L
yon, 1869. Exploitées, affamées, à bout de force, les ouvrières des filatures lyonnaises osent l’impensable. Elles décident de se mettre en grève ! Trente ans après la première révolte des Canuts, l’idéal socialiste a pris de l’ampleur en Europe et les inégalités sont de plus en plus voyantes. Le moment des revendications est donc arrivé. Pendant deux mois, les courageuses "ovalistes" ou fileuses vont tenir tête aux patrons et aux autorités pour un peu de reconnaissance et d’humanité. Un simple sursaut rapidement maté ou l’annonce de jours meilleurs ? L’Histoire jugera. En attendant, tout le monde dans la rue !
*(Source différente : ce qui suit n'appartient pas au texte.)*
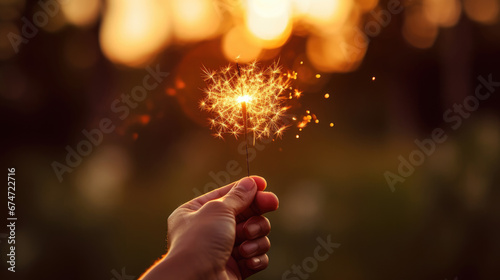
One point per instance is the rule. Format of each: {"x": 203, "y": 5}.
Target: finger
{"x": 240, "y": 196}
{"x": 196, "y": 203}
{"x": 264, "y": 202}
{"x": 253, "y": 228}
{"x": 256, "y": 247}
{"x": 248, "y": 267}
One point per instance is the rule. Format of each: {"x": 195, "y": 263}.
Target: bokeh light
{"x": 133, "y": 31}
{"x": 81, "y": 12}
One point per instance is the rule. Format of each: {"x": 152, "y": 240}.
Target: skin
{"x": 219, "y": 235}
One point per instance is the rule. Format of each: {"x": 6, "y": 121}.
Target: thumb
{"x": 241, "y": 195}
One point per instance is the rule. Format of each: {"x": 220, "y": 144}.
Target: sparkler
{"x": 248, "y": 99}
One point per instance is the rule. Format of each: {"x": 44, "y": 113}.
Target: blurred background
{"x": 376, "y": 74}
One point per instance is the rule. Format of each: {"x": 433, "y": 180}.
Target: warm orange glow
{"x": 269, "y": 21}
{"x": 244, "y": 98}
{"x": 367, "y": 5}
{"x": 444, "y": 13}
{"x": 230, "y": 89}
{"x": 133, "y": 31}
{"x": 329, "y": 15}
{"x": 194, "y": 20}
{"x": 484, "y": 11}
{"x": 237, "y": 42}
{"x": 81, "y": 12}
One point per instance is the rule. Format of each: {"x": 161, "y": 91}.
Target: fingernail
{"x": 246, "y": 183}
{"x": 250, "y": 247}
{"x": 253, "y": 229}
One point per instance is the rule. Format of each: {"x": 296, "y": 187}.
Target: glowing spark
{"x": 259, "y": 91}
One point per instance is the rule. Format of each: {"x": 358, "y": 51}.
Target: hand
{"x": 219, "y": 235}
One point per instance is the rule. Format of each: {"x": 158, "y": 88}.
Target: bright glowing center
{"x": 244, "y": 98}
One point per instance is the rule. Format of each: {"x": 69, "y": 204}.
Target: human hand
{"x": 219, "y": 235}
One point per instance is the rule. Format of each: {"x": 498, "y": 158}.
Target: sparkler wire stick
{"x": 245, "y": 117}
Auteur engagé avec des titres tels que Mémoires d’un ouvrier,Viva l'anarchie ! ou Dolorès, Bruno Loth remonte de quelques années et raconte ce qui est considéré comme la première grève féminine dans La fabrique des insurgées. Pour nourrir cette évocation, il a imaginé une brochette de personnages représentatifs et les a mêlés à des personnalités existantes. La misère endémique, l’exode rural, les usines-bagnes où les petits chefs font régner la terreur, le sort réservé aux femmes et aux enfants, etc., le scénario est direct et, sans être à charge, limpide sur la situation des travailleuses à l’époque. De plus, une multitude de petits détails permettent de renforcer le ressenti de ces temps difficiles. L’anecdote, par exemple, où ces dames réalisent qu’aucune d’entre elles ne savent écrire et qu’elles sont obligées de s’en remettre à un homme afin de dresser la liste de leurs demandes apporte un éclairage aveuglant sur la réalité sociale ambiante.
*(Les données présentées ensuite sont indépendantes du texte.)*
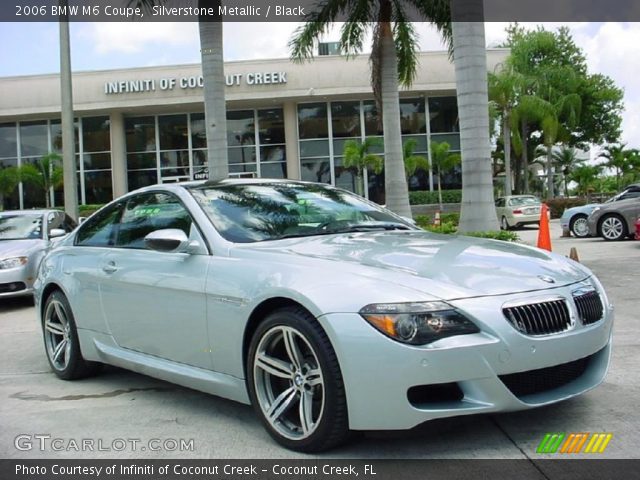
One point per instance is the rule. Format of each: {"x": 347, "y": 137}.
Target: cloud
{"x": 613, "y": 51}
{"x": 128, "y": 38}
La narration très classique est soutenue par une reconstitution générale (machineries, costumes, etc.) d’une excellente tenue. Didactisme de rigueur, quelques moments tire-larmes et un fond militant totalement assumé rendent la lecture agréable. Pour les curieux, il est intéressant et pertinent de compléter l’ouvrage avec Fileuses de soie de Sylviane Corgiat, Bruno Lecigne et Jean-Côme (La boîte à bulles, 2024). Ce récit très comparable dans sa forme se penche avec une attention similaire et une même rigueur sur le sort des actrices de l’étape précédente de la production des soieries.
Page d’Histoire narrée sans fard, avec la bonne distance critique, La fabrique des insurgées met de l’avant un épisode méconnu du long combat pour l’égalité des sexes et de la lutte des classes.